LIU Yanqi, ZHENG Guanqun, CHEN Zhixian, JIN Xiaoqi, SHENG Xiaodong, WANG Zhiqiang. Correlation between plasma trimethylamine-N-oxide and coronary heart disease and its effect on the prognosis of patients with coronary heart disease[J]. Journal of Clinical Medicine in Practice, 2022, 26(24): 90-96. DOI: 10.7619/jcmp.20221667
Citation: LIU Yanqi, ZHENG Guanqun, CHEN Zhixian, JIN Xiaoqi, SHENG Xiaodong, WANG Zhiqiang. Correlation between plasma trimethylamine-N-oxide and coronary heart disease and its effect on the prognosis of patients with coronary heart disease[J]. Journal of Clinical Medicine in Practice, 2022, 26(24): 90-96. DOI: 10.7619/jcmp.20221667

Correlation between plasma trimethylamine-N-oxide and coronary heart disease and its effect on the prognosis of patients with coronary heart disease

  • Objective To investigate the correlation between trimethylamine-N-oxide (TMAO) and coronary heart disease (CHD) and its impact on the prognosis of patients with CHD.
    Methods From May 2019 to December 2020, 200 CHD patients who underwent coronary angiography (CHD group) and 124 healthy subjects with negative coronary angiography or coronary CT results (control group) were selected. The level of TMAO was determined by high performance liquid chromatography tandem mass spectrometry (HPLC-MS/MS). According to the median plasma TMAO value of 3.14 μmol/L, the CHD group was divided into group A(low TMAO CHD group) and group B (high TMAO CHD group). Gensini score was used to evaluate the degree of coronary artery disease. The levels of TMAO in the control group and CHD group were analyzed, and the correlation between the degree of coronary artery disease and TMAO level was analyzed.
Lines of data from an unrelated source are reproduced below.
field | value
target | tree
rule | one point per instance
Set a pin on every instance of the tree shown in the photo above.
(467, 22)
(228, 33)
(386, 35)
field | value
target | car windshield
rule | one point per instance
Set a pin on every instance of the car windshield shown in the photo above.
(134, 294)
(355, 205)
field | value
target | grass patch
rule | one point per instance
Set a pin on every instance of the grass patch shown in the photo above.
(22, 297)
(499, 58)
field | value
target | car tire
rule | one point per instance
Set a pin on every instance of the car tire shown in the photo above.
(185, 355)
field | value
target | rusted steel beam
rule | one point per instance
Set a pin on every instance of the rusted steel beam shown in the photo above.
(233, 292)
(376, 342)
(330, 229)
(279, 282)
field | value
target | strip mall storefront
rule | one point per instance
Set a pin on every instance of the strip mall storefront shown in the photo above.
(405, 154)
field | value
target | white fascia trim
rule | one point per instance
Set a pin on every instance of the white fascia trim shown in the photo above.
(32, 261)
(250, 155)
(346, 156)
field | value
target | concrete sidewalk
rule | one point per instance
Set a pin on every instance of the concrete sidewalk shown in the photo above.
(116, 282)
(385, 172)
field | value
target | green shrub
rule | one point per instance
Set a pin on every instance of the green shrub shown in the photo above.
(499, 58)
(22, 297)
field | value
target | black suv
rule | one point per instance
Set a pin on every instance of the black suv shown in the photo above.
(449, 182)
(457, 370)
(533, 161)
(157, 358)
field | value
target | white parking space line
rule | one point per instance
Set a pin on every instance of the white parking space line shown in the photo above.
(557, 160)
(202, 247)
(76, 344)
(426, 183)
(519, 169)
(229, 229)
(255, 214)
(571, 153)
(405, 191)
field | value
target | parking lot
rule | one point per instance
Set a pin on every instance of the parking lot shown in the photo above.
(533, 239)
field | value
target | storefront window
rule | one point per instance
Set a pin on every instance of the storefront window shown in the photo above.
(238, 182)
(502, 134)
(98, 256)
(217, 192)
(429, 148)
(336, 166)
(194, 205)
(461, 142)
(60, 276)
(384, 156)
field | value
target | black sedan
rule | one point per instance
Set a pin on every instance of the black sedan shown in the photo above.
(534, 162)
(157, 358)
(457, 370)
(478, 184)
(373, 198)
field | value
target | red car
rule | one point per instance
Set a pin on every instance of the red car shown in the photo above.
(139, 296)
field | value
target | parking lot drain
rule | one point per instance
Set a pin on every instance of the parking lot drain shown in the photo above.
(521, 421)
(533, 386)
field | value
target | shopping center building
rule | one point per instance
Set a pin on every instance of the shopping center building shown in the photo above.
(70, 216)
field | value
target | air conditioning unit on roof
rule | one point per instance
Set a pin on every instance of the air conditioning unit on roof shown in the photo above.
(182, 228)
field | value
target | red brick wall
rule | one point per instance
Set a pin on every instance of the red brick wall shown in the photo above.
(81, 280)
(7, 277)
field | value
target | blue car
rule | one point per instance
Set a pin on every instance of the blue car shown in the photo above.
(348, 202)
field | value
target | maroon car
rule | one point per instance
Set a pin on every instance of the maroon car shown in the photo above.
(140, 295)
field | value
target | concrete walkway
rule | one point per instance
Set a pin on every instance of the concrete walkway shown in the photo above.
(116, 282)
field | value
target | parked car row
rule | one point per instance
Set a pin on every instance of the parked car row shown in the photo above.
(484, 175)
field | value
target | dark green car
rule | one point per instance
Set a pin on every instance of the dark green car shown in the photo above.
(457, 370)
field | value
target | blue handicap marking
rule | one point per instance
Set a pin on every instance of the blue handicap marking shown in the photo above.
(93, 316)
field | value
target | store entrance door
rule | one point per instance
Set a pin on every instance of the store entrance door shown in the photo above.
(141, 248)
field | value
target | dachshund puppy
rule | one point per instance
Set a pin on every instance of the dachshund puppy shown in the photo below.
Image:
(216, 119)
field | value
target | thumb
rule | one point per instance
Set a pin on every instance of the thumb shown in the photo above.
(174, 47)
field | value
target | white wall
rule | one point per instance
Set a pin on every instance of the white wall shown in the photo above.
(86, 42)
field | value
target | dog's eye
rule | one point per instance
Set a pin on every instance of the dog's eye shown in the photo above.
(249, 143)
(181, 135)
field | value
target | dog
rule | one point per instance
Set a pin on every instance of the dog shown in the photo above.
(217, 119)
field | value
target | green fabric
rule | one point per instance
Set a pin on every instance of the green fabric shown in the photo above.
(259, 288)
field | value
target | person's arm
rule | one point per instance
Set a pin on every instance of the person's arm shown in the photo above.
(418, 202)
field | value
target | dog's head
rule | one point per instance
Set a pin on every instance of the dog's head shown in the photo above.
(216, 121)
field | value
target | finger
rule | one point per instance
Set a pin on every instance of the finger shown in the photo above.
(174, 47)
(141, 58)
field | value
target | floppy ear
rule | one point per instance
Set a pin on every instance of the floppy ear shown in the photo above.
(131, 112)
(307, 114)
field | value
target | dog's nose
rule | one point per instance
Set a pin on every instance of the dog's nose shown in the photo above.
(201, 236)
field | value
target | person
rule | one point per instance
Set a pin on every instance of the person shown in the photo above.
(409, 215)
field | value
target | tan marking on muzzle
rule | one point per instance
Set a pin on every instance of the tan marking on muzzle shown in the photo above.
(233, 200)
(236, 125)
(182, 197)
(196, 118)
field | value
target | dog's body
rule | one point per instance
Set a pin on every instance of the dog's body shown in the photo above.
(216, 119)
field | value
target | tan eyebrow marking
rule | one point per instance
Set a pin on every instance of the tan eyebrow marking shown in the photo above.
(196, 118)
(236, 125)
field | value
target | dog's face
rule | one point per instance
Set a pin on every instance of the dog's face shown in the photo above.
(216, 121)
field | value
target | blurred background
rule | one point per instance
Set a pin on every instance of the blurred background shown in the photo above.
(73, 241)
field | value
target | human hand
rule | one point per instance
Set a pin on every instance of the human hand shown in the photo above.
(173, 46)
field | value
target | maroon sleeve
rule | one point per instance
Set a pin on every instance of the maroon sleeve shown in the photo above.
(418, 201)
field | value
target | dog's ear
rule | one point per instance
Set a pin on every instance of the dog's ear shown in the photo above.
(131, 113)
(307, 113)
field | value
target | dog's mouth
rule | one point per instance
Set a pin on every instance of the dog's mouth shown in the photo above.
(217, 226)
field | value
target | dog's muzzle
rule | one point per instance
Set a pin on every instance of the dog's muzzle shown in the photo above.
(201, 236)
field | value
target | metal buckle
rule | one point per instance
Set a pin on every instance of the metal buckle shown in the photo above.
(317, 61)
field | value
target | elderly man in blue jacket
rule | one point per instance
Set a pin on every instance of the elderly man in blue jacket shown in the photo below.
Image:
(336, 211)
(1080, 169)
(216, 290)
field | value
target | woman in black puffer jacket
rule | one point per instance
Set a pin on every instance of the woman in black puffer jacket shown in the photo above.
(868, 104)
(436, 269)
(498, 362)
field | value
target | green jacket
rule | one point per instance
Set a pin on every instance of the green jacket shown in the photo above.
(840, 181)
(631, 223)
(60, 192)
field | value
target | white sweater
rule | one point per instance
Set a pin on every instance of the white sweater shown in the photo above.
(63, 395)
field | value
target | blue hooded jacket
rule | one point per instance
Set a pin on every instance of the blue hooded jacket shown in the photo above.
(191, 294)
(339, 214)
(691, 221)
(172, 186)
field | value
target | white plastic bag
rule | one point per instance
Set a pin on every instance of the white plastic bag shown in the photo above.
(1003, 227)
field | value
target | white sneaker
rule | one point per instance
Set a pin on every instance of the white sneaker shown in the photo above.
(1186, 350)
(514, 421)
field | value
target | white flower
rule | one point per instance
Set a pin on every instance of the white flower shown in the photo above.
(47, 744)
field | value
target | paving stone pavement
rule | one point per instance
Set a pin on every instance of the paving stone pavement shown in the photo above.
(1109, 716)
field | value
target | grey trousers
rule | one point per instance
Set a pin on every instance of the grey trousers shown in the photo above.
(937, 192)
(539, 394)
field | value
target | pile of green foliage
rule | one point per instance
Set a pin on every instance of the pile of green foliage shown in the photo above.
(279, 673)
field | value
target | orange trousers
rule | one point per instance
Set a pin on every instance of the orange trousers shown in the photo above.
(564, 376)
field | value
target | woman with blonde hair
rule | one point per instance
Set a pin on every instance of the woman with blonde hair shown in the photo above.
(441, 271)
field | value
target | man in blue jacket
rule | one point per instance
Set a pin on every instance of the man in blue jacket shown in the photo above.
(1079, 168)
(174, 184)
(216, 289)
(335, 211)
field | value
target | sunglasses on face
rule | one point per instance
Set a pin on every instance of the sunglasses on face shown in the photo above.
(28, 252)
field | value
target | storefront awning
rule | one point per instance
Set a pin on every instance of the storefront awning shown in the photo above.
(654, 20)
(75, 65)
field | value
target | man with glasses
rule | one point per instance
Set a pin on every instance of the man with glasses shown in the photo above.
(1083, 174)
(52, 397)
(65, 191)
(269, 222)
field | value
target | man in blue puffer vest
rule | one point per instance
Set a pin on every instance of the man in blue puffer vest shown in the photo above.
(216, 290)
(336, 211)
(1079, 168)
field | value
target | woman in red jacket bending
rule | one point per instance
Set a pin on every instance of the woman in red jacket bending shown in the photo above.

The influencing factors of CHD and TMAO were analyzed by logistic regression. Patients with CHD were followed up for 1 year, death, myocardial infarction, revascularization and other adverse events were recorded. Kaplan-Meier survival and risk curves were drawn to further compare the incidence of adverse events between the group A and group B.
    Results The level of TMAO in the CHD group was significantly higher than that in the control group (P=0.001). High TMAO level was a risk factor for CHD (OR=7.54, 95%CI, 4.27 to 13.33, P < 0.001); in patients with CHD, high body mass index (BMI) was a risk factor for elevated TMAO (OR=1.48, 95%CI, 1.09 to 2.00, P=0.001). The Gensini score of the group A was significantly lower than that of the group B (P < 0.05). Serum TMAO level in CHD patients was positively correlated with Gensini score (r=-0.449, P < 0.001). There was a significant difference in survival curve between the group A and group B (P=0.005). In group B, the survival rate decreased and the hazard rate increased.
    Conclusion TMAO is one of the influencing factors for CHD, and the severity of lesions and cardiovascular adverse events in CHD patients are related to TMAO level. TMAO can be used as a diagnostic and prognostic marker for CHD.